En
el centro de la mesa redonda descansaba, amenazador, un revólver Smith &
Wesson amartillado. Los participantes, frente a frente y con las manos
colocadas boca abajo sobre el tapete, evitaban mirarse.
«Señor
Goodman, empieza usted»
La
profunda voz, proveniente de la oscuridad, pertenecía a Míster Ferro, dueño del
casino y organizador de aquella locura. Woody dio un respingo y necesitó de
toda su voluntad para ahogar un grito. En su lugar, emitió un tembloroso gemido
que, esperaba, no hubiera sido oído por nadie. Nunca había sido un tipo
arrojado. Su enclenque figura y los rasgos ratoniles no ayudaban a ello. Y en
su casa siempre se había valorado más una aguda réplica que un puñetazo. Eso no
fue, sin embargo, impedimento para que frecuentara la dudosa compañía de los
salones de juego, hasta haber acumulado una colosal deuda que podría costarle
la vida. O costársela a otro. Ambas opciones le parecían inadmisibles, pero no
había otro camino. Agarró con mano vacilante el arma. Era enorme y pesada, y su
tacto le provocó náuseas.

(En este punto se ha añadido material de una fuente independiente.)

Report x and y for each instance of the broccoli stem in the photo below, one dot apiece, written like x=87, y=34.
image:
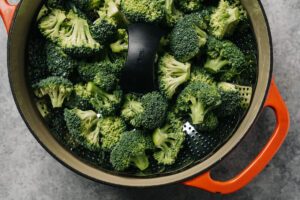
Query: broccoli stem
x=202, y=36
x=197, y=111
x=141, y=161
x=215, y=65
x=94, y=90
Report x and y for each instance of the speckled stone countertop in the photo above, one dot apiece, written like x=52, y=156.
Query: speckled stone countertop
x=29, y=172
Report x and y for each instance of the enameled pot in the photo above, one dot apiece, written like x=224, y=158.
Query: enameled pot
x=18, y=18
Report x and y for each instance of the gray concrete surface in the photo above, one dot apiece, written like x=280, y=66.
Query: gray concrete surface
x=27, y=171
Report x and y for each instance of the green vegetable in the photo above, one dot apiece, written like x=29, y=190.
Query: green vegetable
x=188, y=37
x=57, y=88
x=169, y=140
x=225, y=19
x=189, y=6
x=121, y=45
x=85, y=127
x=222, y=54
x=111, y=129
x=131, y=151
x=87, y=5
x=59, y=63
x=104, y=103
x=147, y=112
x=173, y=15
x=79, y=98
x=172, y=74
x=196, y=100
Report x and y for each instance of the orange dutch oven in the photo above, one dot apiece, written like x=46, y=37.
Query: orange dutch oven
x=17, y=20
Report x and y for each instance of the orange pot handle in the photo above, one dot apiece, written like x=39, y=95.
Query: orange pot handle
x=275, y=102
x=7, y=12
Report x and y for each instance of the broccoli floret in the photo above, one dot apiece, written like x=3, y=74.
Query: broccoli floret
x=189, y=6
x=57, y=88
x=131, y=151
x=59, y=63
x=169, y=140
x=224, y=19
x=84, y=126
x=50, y=25
x=106, y=80
x=196, y=100
x=147, y=112
x=104, y=103
x=111, y=129
x=88, y=70
x=75, y=37
x=43, y=12
x=87, y=5
x=233, y=96
x=173, y=15
x=121, y=45
x=36, y=58
x=200, y=75
x=172, y=74
x=43, y=107
x=143, y=11
x=105, y=28
x=231, y=99
x=55, y=4
x=221, y=54
x=188, y=37
x=57, y=123
x=209, y=124
x=79, y=98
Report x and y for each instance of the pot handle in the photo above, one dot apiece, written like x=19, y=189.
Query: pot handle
x=7, y=12
x=275, y=102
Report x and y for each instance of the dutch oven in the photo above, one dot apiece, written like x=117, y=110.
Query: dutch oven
x=18, y=19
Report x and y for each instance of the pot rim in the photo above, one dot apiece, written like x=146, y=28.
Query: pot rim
x=139, y=186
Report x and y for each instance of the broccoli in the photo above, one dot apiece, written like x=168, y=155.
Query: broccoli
x=188, y=37
x=55, y=4
x=121, y=45
x=196, y=100
x=87, y=5
x=233, y=96
x=57, y=88
x=169, y=140
x=209, y=124
x=59, y=63
x=131, y=151
x=84, y=127
x=173, y=15
x=111, y=129
x=245, y=40
x=221, y=54
x=200, y=75
x=172, y=74
x=224, y=19
x=43, y=12
x=143, y=11
x=79, y=98
x=189, y=6
x=106, y=80
x=105, y=28
x=36, y=58
x=57, y=123
x=104, y=103
x=147, y=112
x=88, y=70
x=50, y=25
x=43, y=107
x=75, y=37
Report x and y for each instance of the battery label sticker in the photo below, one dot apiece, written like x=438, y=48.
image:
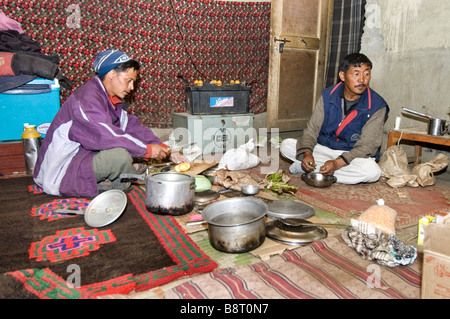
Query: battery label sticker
x=224, y=101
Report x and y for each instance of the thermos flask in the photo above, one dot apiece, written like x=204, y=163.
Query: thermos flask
x=31, y=142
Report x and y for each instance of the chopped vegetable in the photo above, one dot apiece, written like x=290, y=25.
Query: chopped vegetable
x=277, y=182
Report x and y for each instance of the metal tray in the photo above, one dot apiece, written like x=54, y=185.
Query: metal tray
x=282, y=209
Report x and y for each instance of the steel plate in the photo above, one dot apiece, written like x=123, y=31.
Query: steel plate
x=282, y=209
x=105, y=208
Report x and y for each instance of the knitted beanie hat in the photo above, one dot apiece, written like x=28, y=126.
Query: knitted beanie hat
x=108, y=60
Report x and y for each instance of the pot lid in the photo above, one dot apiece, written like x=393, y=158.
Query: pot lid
x=283, y=232
x=289, y=209
x=105, y=208
x=205, y=196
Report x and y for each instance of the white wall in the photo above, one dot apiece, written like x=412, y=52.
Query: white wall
x=408, y=42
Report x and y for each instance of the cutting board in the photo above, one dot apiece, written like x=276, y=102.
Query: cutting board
x=198, y=167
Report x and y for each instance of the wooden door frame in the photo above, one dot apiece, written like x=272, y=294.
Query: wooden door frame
x=274, y=63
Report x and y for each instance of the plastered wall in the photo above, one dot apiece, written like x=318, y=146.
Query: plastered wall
x=409, y=43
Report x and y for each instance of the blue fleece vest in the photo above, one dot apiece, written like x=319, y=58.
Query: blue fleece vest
x=341, y=134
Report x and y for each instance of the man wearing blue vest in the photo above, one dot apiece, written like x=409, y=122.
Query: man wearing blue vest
x=345, y=131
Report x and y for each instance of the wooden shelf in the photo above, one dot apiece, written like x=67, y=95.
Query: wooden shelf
x=416, y=136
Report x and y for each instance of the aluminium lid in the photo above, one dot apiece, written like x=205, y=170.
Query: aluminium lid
x=282, y=209
x=105, y=208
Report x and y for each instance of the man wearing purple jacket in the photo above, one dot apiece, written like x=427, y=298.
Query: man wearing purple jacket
x=92, y=139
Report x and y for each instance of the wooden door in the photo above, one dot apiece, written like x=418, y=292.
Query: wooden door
x=297, y=61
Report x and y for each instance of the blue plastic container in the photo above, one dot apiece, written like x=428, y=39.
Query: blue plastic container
x=36, y=103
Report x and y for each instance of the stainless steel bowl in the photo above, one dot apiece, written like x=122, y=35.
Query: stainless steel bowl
x=318, y=180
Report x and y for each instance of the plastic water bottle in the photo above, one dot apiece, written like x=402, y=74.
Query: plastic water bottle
x=31, y=142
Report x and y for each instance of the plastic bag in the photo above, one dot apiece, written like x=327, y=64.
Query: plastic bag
x=239, y=158
x=425, y=171
x=394, y=166
x=394, y=162
x=381, y=217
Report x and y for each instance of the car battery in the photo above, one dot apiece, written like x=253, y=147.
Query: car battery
x=35, y=103
x=213, y=99
x=214, y=134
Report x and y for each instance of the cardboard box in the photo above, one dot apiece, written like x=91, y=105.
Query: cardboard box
x=213, y=99
x=214, y=134
x=436, y=264
x=35, y=102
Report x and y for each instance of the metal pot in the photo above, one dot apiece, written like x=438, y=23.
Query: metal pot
x=436, y=126
x=236, y=225
x=168, y=193
x=318, y=180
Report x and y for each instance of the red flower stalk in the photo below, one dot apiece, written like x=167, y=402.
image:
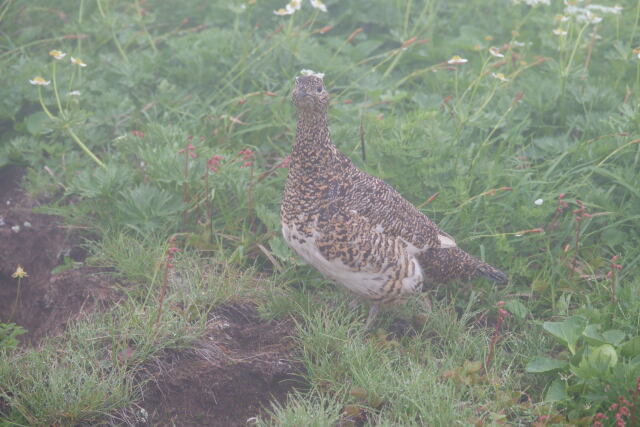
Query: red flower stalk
x=611, y=275
x=502, y=314
x=247, y=154
x=213, y=163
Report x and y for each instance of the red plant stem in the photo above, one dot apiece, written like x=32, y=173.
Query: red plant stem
x=496, y=335
x=250, y=199
x=208, y=205
x=163, y=291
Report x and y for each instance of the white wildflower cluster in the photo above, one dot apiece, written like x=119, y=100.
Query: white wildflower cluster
x=589, y=14
x=294, y=5
x=306, y=72
x=533, y=3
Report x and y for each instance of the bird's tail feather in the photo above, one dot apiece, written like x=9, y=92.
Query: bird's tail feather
x=492, y=273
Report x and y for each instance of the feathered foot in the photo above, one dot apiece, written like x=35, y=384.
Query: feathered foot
x=373, y=313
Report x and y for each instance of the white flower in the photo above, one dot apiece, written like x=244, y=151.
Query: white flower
x=283, y=12
x=39, y=81
x=290, y=8
x=295, y=4
x=78, y=61
x=455, y=60
x=495, y=52
x=318, y=5
x=306, y=72
x=500, y=77
x=606, y=9
x=532, y=2
x=57, y=54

Finalmente miró al otro desdichado y,
lentamente, con un temor infinito, le apuntó con el revólver. Cerró los
ojos con desesperación y apretó el gatillo.
Un
sonoro chasquido se multiplicó entre las paredes del pequeño lugar. Volvieron a
escucharse murmullos entre las sombras.
«Su
turno, señor Cassidy»
Red
Tom Cassidy se enderezó en la silla. Alto y grueso, el pelirrojo irlandés
parecía una barrica de roble gastado y olía como tal.Desde que hizo
del engaño en el juego su medio de ganarse la vida había caminado al filo del
abismo y, al final, se encontró eligiendo entre dos malas opciones: darse
un chapuzón en la dársena con unos flamantes zapatos de cemento o participar en
un enfermizo espectáculo de azar para que ricachones aburridos apostaran su
dinero. Ni siquiera necesitó pensarlo. Observó al hombrecillo que tenía
enfrente. No tenía nada en su contra, pero cada uno tenía que salvarse el
propio trasero. Y el suyo dependía de que le metiera una bala en la cabeza. Cogió
sin dudar el revólver y señaló con el cañón al tipo, que parecía a punto de
desmayarse.
De
repente, un pensamiento se instaló en su cabeza, ocupándolo todo: siempre había
vivido según sus propias reglas, ¿Por qué no morir de la misma manera?
Apretó
el gatillo.
La
bala pasó a escasos centímetros de la cara de Woody Goodman. Un grito se fundió
con el sonido de la detonación y un cuerpo cayó entre las sombras. Al momento,
varios individuos se abalanzaron sobre el sonriente irlandes.